An early legal writer describing Stockbrokers, said: "Stockbrokers are persons who confine their transactions to the buying and selling of property in the public funds and other securities for money, and they are employed by the proprietors or holders of the said securities. Of late years, owing to the prodigious increase of the funded debt of the nation, commonly called the stock, they are become a very numerous and considerable body, and have built by subscription, a room near the Bank, wherein they meet to transact business with their principals, and with each other; and to prepare and settle their proceedings before they go to the transfer-offices at the Bank, the South Sea and India houses, thereby preventing a great deal of confusion at the public offices, where the concourse of people is so great during the hours of transferring stock that if the business was not prepared beforehand it would be impossible to transact it within the given time."
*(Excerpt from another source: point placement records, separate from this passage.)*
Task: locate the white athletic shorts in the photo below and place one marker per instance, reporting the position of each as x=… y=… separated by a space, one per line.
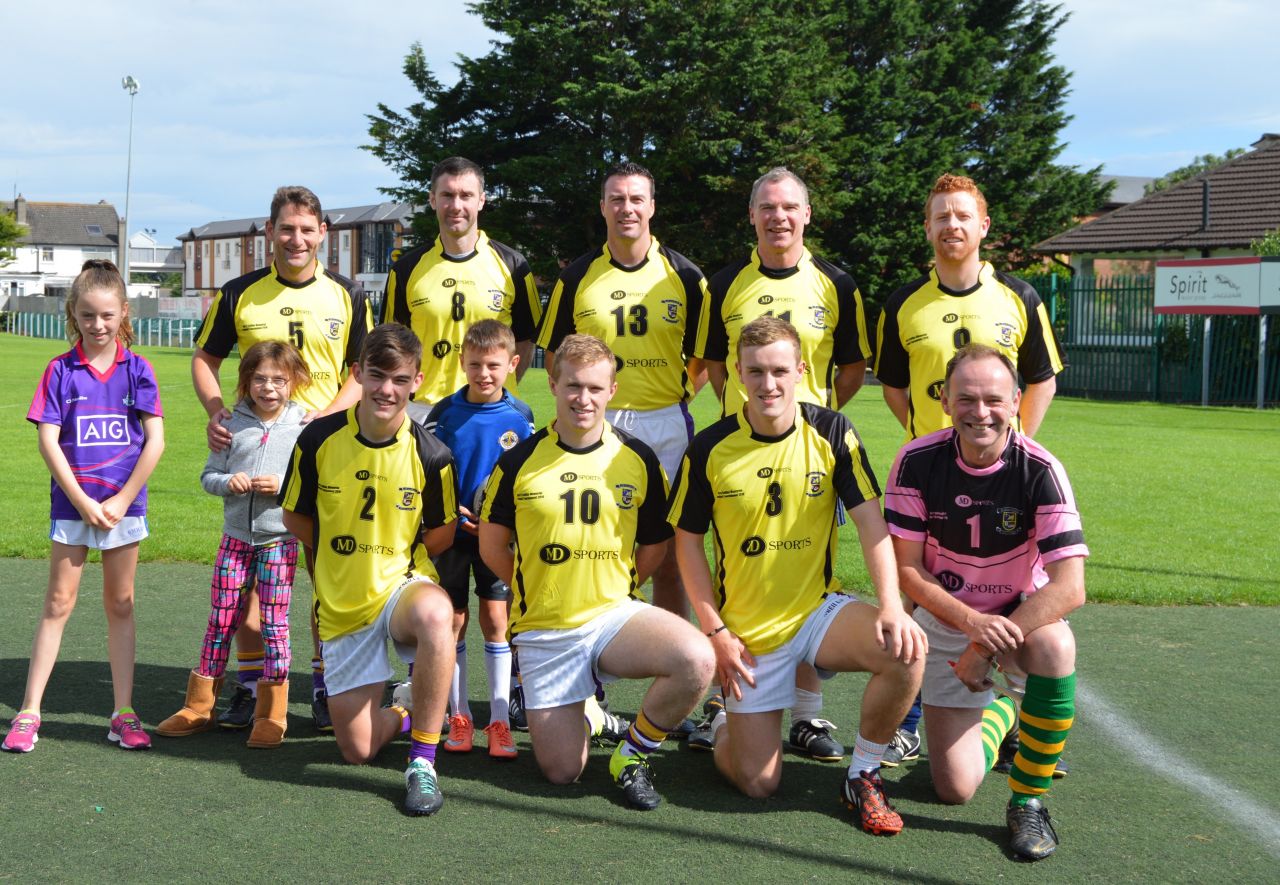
x=941 y=688
x=78 y=533
x=360 y=658
x=776 y=673
x=561 y=666
x=666 y=430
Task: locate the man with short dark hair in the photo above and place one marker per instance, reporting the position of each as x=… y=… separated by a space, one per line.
x=325 y=316
x=462 y=277
x=990 y=547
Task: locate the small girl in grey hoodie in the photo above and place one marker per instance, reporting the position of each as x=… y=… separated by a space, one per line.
x=256 y=547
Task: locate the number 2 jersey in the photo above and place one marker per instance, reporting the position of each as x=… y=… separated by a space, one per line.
x=987 y=532
x=771 y=506
x=577 y=515
x=924 y=323
x=325 y=318
x=648 y=315
x=370 y=503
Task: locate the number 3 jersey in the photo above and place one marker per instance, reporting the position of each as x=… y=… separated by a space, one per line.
x=987 y=532
x=325 y=318
x=771 y=506
x=577 y=515
x=647 y=314
x=370 y=503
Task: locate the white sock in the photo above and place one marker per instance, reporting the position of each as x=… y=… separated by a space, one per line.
x=497 y=665
x=458 y=702
x=807 y=707
x=867 y=756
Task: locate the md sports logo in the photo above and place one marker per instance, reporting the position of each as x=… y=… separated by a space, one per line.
x=554 y=553
x=753 y=546
x=101 y=430
x=950 y=580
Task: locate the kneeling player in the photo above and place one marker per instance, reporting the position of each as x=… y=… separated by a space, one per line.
x=374 y=495
x=990 y=548
x=768 y=478
x=585 y=503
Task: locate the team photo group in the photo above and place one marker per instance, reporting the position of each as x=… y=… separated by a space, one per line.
x=392 y=457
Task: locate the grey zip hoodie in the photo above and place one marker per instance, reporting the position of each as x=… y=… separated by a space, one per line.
x=257 y=448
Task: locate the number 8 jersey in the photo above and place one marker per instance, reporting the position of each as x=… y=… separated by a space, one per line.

The advantage of having a Broker as an intermediary was recognized by merchants many centuries ago. A sixteenth century writer on the law says: "It is an old proverb, and very true, that between what you will buy? and what you will sell? there is twenty in the hundred differing in the price, which is the cause that all the nations do more effect to sell their commodities with reputation by means of Brokers than we do; for that which seems to be gotten thereby is more than double lost another way. Besides, that by that course many differences are prevented which arise between man and man in their bargains or verbal contracts; for the testimony of a sworn Broker and his book together is sufficient to end the same."
Dealings in Stock certificates constitute the main business of Stock-brokers, but the origin of stock certificates has not been satisfactorily traced beyond the middle of the seventeenth century. Property in this form was not known to the ancient law. While mercantile or commercial corporations existed among the Romans, history gives us no information regarding their character or methods of conduct.
Ang. & Ames on Corporations (10th ed.) Ch. 18, Sec. 26, says: "A Collegium Mercatorum existed at Rome 493 B. C, but the modern bourse from the Latin bursa, a purse, originated about the fifteenth century. Bourges and Amsterdam contend for the honor of having erected the first bourse."